What stands out in the June result?
The headline is not only the 1 million-TEU threshold. The port also said June cargo was 12% higher than a year earlier and that the month closed without vessel backlogs or cargo delays, which matters more operationally than the raw volume number alone.
| Metric | Detail |
|---|---|
| June volume | 1,002,734 TEUs |
| Year-over-year change | +12% |
| Historical note | Best June ever |
| Port comment | No vessel backlog or cargo delay |
Why should cargo owners care?
Because this is a signal that Southern California volume pressure remains high without yet collapsing berth fluidity. That usually shifts attention downstream to drayage, warehouse receiving, inland rail coordination, and appointment discipline rather than to ships waiting offshore.

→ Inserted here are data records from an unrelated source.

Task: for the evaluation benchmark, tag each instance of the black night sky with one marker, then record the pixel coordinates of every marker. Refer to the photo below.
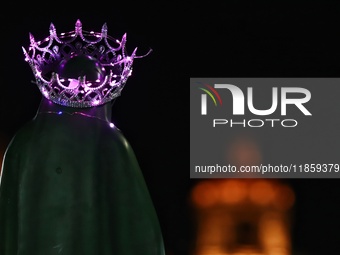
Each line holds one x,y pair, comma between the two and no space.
231,39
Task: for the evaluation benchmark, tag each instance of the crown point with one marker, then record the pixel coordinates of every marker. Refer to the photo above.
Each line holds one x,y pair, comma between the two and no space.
83,65
78,23
104,30
53,30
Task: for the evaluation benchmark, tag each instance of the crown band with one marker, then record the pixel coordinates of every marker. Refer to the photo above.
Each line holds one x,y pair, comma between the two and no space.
80,68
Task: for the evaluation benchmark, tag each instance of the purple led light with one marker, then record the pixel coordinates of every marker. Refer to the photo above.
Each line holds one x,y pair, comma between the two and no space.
109,57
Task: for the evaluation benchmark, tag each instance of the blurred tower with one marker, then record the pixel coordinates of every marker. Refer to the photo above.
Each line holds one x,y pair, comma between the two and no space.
242,216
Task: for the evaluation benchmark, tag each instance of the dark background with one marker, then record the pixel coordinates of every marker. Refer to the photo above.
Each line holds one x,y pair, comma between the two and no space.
198,39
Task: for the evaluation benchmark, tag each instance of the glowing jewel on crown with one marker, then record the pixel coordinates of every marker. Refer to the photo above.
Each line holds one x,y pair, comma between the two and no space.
80,68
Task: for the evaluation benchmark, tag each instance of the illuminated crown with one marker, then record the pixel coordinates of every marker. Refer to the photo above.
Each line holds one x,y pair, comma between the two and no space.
80,68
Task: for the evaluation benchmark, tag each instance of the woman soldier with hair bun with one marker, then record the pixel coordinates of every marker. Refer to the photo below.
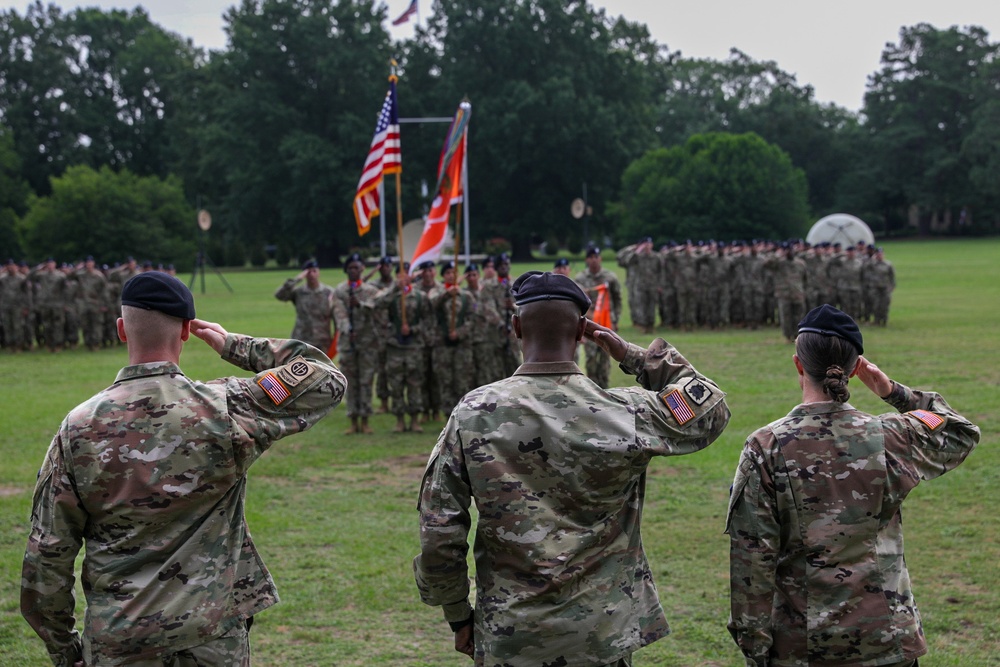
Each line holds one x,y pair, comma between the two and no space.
816,562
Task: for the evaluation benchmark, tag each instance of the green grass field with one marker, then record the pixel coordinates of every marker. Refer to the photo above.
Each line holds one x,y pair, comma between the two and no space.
334,516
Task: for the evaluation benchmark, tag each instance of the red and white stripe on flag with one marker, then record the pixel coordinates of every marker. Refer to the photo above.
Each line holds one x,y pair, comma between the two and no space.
384,157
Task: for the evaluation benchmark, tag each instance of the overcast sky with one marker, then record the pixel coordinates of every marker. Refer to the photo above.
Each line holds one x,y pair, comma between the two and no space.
832,46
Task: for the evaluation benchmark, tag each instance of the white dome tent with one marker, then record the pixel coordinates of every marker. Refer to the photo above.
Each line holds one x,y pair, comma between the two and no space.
841,228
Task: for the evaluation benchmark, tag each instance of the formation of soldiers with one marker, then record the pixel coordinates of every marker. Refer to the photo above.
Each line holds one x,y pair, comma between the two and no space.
753,284
59,306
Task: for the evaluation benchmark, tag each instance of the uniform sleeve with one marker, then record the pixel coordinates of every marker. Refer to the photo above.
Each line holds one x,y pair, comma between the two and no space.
440,569
295,386
754,545
927,439
287,291
57,525
679,410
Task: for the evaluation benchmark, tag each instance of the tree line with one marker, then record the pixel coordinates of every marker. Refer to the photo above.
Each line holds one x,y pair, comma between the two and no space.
114,131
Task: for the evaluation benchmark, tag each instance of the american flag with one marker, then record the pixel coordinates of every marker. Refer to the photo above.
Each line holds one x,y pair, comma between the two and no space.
405,16
678,407
929,418
274,388
383,158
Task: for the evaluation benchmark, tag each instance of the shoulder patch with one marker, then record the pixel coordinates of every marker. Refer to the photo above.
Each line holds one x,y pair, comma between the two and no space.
274,388
929,418
678,407
697,391
295,371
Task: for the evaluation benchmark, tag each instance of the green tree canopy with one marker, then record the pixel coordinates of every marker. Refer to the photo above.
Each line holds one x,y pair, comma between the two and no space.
716,185
111,215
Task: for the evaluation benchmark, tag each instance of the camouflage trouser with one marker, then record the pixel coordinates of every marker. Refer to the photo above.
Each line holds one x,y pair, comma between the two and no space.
92,323
431,389
598,364
53,322
358,366
230,650
454,370
382,384
643,306
404,367
484,359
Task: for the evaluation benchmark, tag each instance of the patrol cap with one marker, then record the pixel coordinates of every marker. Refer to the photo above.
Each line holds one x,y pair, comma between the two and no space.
829,321
537,286
154,290
353,257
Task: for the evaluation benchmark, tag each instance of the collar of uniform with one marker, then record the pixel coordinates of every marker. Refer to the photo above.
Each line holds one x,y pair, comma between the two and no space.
548,368
148,370
821,408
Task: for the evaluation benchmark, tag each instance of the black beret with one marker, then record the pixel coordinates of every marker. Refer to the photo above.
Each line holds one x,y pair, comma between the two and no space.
828,321
153,290
537,286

Does this mean congestion is back?
Not automatically. The Port of Los Angeles explicitly said the result came without vessel backlogs or cargo delays. But sustained million-TEU months can still tighten truck, chassis, and warehouse capacity if inland handoff does not keep up.
What Shippers Should Do
- Treat June's record as a downstream capacity warning, not just a headline milestone.
- Reconfirm drayage and receiving appointments for July and August freight moving through Los Angeles.
- Watch Southern California inland transfer performance, not only marine terminal throughput.